Le candidat de la CDU, le parti conservateur du chancelier et de l'actuel maire de la capitale allemande, a convenu qu'il y avait "un problème dans cette ville lié à l'islam politique".
"Il faut s’attaquer à l’islamisme à la racine. Cela ne commence pas seulement au moment de l’acte de violence.
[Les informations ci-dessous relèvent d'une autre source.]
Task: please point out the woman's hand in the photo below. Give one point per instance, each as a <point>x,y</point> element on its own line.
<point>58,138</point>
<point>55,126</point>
Cela commence bien plus tôt", a exigé Stefan Evers, dans un entretien avec le quotidien Die Welt.
Berlin fait partie des villes allemandes comptant les plus importantes populations musulmanes.
L'Etat et la police n'ont "pas agi correctement dans ce cas-là", a estimé Alfred Kubitz, un retraité bavarois en vacances à Berlin, interrogé par l'AFP devant la porte de Brandebourg, à quelques centaines de mètres du lieu de l'attentat, où des fleurs ont été déposées pour honorer les victimes.
Cité par le quotidien allemand Handelsblatt, le député conservateur Marc Henrichmann, qui préside la commission parlementaire de contrôle des services de renseignement, a souligné que "les libertés individuelles des extrémistes et islamistes déjà connus de la justice" ne devaient "plus être surévaluées à partir du moment où il y a un danger pour la vie d'autres personnes".
Le président de la Fédération des officiers allemands de la police criminelle, Dirk Peglow, a affirmé que, "pour une personne présentant un tel potentiel de dangerosité, la sortie de détention ne devait pas marquer la fin de l’attention de l’Etat".
Dans un entretien avec la radio Deutschlandfunk, la déléguée à l’intégration de l’arrondissement berlinois de Neukölln, où habitent de nombreux musulmans, Güner Balci, a de son côté appelé à fermer les mosquées les plus radicales "pour envoyer un signal clair".